Duman said the catalyst for looking at the code of ethics was a separate item that stated council members could abstain from a vote for the mere appearance of impropriety, in addition to abstaining for an actual conflict of interest as they are required to do by state law.

As the vote on that addition was the same as the one regarding closed meetings, it also failed, despite the fact more council members seemed to be willing to vote in favor of it.

Mayor Linda T. Johnson said City Attorney Helivi Holland keeps council members from straying during closed sessions.

“It used to be far worse, far worse than it is today,” Johnson said. If anything happens during a closed session that is not allowed, “we should not vote to certify, and we should be happy to go out and tell it,” she said.

Fawcett challenged why the understanding that council members shouldn’t talk about what happens in closed session needs to be written.

“If this is a very important part, where’s it been?” he said. “Why, all of a sudden, this crops up to go into the code? It kind of baffles me.”

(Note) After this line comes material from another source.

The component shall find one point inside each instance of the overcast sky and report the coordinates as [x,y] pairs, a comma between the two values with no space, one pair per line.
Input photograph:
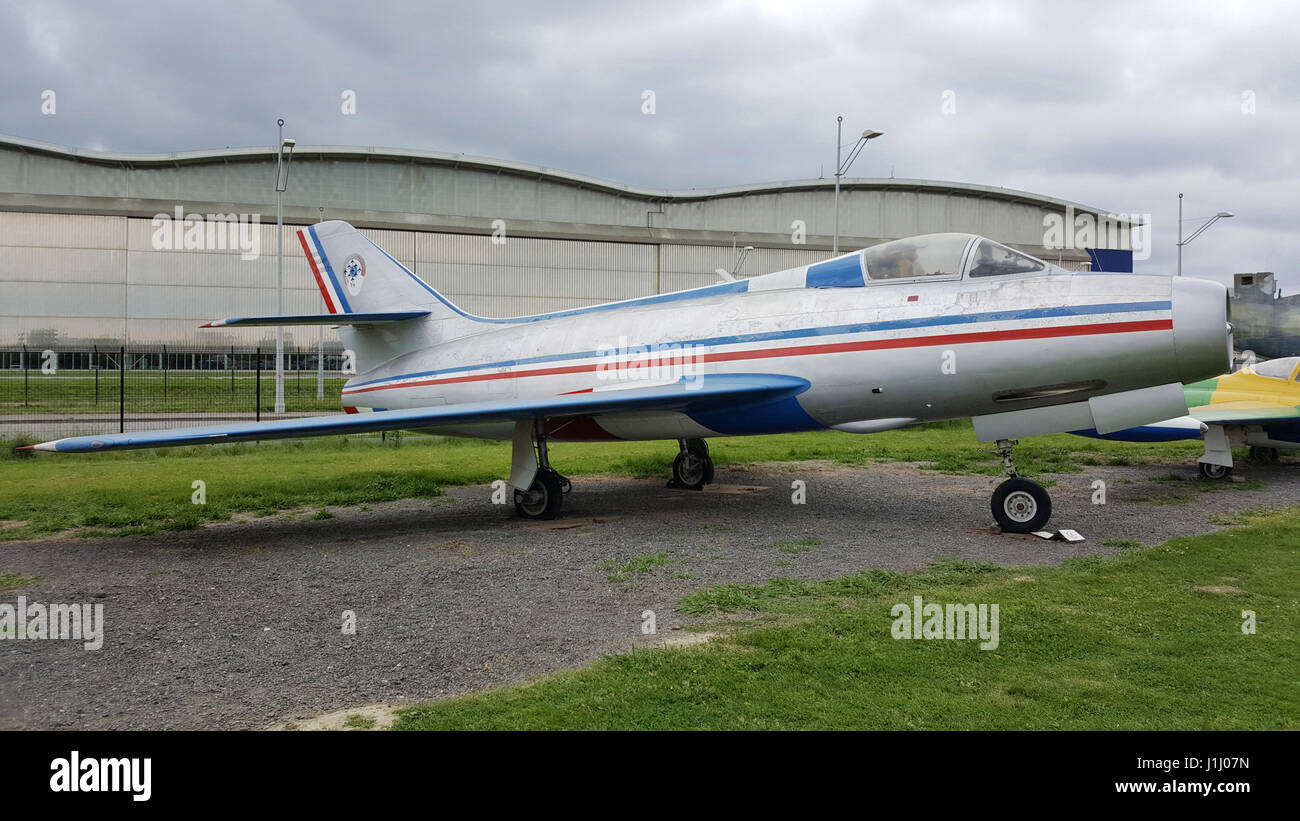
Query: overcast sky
[1118,105]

Councilman Johnson suggested it was because of the three new council members.

“This is really a slam,” he said. “You might not think it’s a slam, but it’s a slam.”

But Mayor Johnson felt differently.

“We took an oath. I don’t think there’s any harm in having it written that we will honor it.”

Bennett said he believed a comment he made after a closed session in January — telling others that the council talked about “communication” with the city manager — was the reason the other council members wanted to make the change.

Holland noted the proposal, even if it had passed, would have had no legal ramifications.

“It would never prohibit anybody from speaking, because you all have First Amendment rights,” she said.